Our new website provides our customers with improved services and convenience when they need to pay their bills.
Can you discuss the role of new water infrastructure and upgrades as part of plans to achieve net zero goals?
Sydney Water plans to reach net carbon zero by 2050 or earlier. We currently have the capacity to generate up to 85 Gigawatt hours per year of renewable energy from our existing operational sites through Biogas, Hydro and Solar Schemes. By 2030, we are planning to increase renewable energy generation to 170 Gigawatt hours, equivalent to powering around 20,000 homes.
Through the Malabar Biomethane Injection Project, we will be able to recover up to 99.5 percent of methane from wastewater
An example of how we’re contributing to this goal through our infrastructure is the Malabar Biomethane Injection Project, built by our partner Jemena, and being installed at our Malabar Wastewater Treatment Plant.
Through this project, we will be able to recover up to 99.5 percent of methane from wastewater, refine it to Australian standards and send it back to the gas grid as a green gas alternative, supplying 6,300 homes.
What would be examples of situations your organisation has successfully handled that can provide a model to replicate in other areas?
Sydney Water has worked hard to provide a rainfall independent water supply. Sydney’s desalination plant supplies about 15% of Sydney’s drinking water. It’s not widely known but it’s not just for times of drought anymore. The plant is in regular operation to meet the city’s needs.
Our long-term planning is looking at ways to increase the proportion of rainfall independent supply Greater Sydney has access to so we have a resilient and reliable water supply into the future.

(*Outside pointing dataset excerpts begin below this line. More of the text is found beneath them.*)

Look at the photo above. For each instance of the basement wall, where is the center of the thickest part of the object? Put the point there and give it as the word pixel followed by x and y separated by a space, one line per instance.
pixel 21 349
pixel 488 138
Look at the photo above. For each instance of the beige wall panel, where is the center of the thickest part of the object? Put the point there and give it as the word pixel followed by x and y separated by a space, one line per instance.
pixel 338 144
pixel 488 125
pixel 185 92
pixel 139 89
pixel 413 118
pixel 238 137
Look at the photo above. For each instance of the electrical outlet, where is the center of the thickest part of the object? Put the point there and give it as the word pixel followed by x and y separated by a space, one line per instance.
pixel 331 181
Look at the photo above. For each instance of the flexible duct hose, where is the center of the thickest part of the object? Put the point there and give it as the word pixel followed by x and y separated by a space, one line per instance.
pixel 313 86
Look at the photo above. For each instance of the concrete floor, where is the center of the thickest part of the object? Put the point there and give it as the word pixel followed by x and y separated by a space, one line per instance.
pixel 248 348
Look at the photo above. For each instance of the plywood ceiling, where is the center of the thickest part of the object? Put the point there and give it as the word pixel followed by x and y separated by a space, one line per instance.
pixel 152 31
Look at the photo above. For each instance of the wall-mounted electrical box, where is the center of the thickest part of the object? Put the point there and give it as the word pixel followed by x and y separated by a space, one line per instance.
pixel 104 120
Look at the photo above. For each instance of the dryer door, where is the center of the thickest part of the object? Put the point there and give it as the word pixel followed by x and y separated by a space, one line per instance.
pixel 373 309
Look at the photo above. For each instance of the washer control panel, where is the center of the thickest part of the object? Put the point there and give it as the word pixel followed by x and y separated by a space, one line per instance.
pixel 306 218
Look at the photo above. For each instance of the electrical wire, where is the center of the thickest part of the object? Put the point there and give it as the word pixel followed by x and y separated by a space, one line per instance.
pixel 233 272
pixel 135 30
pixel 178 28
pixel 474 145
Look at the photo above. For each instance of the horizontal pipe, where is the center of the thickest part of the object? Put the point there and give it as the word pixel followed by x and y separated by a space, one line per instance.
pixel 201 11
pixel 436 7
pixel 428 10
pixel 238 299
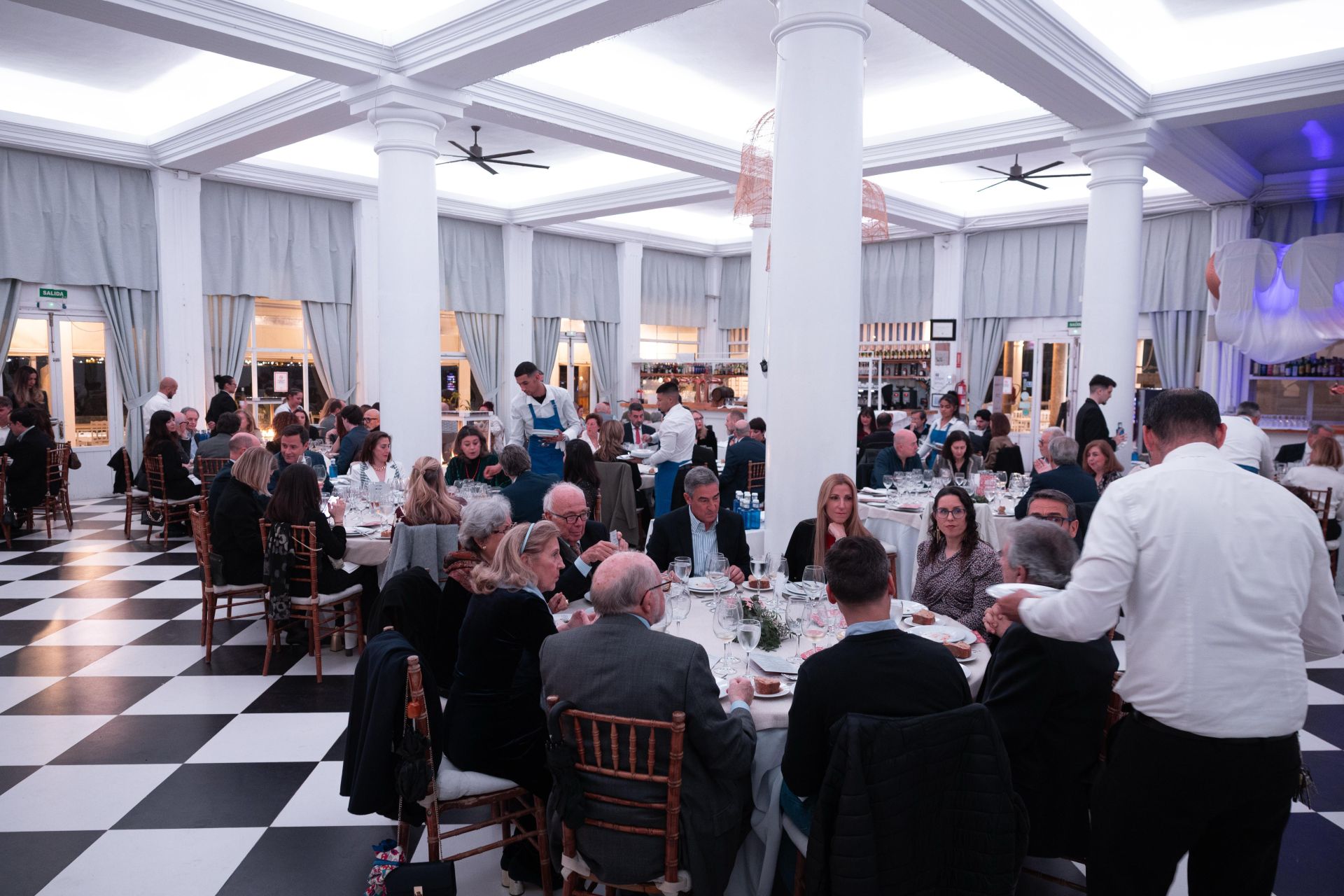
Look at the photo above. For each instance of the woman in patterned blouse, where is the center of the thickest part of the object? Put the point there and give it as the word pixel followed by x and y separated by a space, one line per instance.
pixel 955 566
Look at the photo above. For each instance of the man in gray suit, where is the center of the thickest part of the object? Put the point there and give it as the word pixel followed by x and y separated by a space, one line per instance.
pixel 620 665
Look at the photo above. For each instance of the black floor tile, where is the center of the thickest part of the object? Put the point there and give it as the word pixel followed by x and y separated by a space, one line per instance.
pixel 144 739
pixel 344 859
pixel 31 860
pixel 88 696
pixel 51 662
pixel 302 694
pixel 191 797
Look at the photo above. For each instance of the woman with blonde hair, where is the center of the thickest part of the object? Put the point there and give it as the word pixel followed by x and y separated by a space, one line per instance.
pixel 428 501
pixel 838 517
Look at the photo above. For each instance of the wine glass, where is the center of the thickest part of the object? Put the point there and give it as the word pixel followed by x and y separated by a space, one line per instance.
pixel 749 636
pixel 727 615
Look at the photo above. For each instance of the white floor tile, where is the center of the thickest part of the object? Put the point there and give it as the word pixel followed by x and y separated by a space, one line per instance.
pixel 274 736
pixel 203 695
pixel 150 574
pixel 34 741
pixel 99 631
pixel 14 691
pixel 62 608
pixel 158 862
pixel 318 804
pixel 148 660
pixel 78 797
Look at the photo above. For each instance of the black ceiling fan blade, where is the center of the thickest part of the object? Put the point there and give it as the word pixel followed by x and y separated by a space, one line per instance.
pixel 1042 168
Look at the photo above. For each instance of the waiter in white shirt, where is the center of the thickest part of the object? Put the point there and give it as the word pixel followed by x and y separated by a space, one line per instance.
pixel 676 441
pixel 1246 444
pixel 547 409
pixel 1226 587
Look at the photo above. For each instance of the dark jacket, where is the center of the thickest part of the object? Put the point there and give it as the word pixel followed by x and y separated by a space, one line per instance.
pixel 941 780
pixel 1069 479
pixel 1091 425
pixel 573 583
pixel 881 673
pixel 1049 701
pixel 377 716
pixel 526 495
pixel 672 539
pixel 734 477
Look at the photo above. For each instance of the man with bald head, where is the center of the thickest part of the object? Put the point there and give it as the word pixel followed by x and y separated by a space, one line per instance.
pixel 620 665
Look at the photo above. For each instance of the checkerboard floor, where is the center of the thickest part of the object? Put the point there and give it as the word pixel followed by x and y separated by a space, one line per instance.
pixel 128 766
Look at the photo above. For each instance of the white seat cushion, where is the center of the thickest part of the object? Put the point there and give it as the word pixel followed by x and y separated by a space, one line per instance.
pixel 454 783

Can you tell us about Sydney Water’s efforts to improve the resilience and reliability of its operations?
Sydney Water’s adaptive, long-term plan has a timeline out to 2050. We are planning now to ensure Sydney has a resilient and reliable, world-class drinking water supply into the future.

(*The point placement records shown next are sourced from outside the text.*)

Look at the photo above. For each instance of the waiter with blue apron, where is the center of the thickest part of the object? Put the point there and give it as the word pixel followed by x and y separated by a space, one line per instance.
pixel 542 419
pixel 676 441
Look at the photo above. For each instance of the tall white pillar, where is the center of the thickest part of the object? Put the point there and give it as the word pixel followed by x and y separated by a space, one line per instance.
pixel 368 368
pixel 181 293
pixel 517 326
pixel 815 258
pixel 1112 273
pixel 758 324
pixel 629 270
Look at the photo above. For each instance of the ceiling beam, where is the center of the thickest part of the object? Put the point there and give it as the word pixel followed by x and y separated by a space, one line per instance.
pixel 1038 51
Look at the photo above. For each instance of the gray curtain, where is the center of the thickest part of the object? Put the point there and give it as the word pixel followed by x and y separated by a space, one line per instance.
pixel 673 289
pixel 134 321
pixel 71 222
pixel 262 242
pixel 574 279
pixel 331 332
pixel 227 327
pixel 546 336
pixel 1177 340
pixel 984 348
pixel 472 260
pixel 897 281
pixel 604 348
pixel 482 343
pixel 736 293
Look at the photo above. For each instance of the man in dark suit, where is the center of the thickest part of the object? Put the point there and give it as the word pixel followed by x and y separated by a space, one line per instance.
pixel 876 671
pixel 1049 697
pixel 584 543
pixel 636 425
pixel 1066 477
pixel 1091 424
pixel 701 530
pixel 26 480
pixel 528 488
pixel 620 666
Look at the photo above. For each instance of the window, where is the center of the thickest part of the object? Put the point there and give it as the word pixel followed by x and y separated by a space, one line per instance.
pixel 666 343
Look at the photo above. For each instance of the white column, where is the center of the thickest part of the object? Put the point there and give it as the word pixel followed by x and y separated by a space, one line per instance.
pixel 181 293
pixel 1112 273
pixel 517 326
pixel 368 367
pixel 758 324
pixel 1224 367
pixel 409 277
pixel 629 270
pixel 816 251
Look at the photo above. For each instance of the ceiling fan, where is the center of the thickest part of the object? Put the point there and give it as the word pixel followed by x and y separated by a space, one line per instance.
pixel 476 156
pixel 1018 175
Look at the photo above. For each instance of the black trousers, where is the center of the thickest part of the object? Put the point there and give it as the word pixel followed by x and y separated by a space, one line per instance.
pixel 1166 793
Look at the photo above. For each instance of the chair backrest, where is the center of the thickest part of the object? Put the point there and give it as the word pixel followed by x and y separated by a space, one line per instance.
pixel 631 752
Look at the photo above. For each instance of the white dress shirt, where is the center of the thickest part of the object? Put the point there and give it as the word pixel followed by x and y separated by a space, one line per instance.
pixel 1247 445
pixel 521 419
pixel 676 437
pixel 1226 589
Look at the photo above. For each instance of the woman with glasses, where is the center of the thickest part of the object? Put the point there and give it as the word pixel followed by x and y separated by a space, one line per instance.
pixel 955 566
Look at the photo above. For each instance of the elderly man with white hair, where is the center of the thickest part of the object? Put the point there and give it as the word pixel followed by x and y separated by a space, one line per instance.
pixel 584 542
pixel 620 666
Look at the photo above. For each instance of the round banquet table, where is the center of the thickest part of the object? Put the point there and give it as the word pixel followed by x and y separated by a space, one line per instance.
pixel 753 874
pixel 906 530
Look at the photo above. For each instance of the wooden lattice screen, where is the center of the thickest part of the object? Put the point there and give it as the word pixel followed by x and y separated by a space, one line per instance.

We are planning now to ensure Sydney has a resilient and reliable, world-class drinking water supply into the future
Our long-term plan also includes the need to build new and augment existing wastewater facilities.
Additionally, our planning for stormwater in the future includes stormwater harvesting to recycle water for non-drinking purposes, improved management to increase the health of local waterways, and creating integrated stormwater services that have less impact on the natural environment.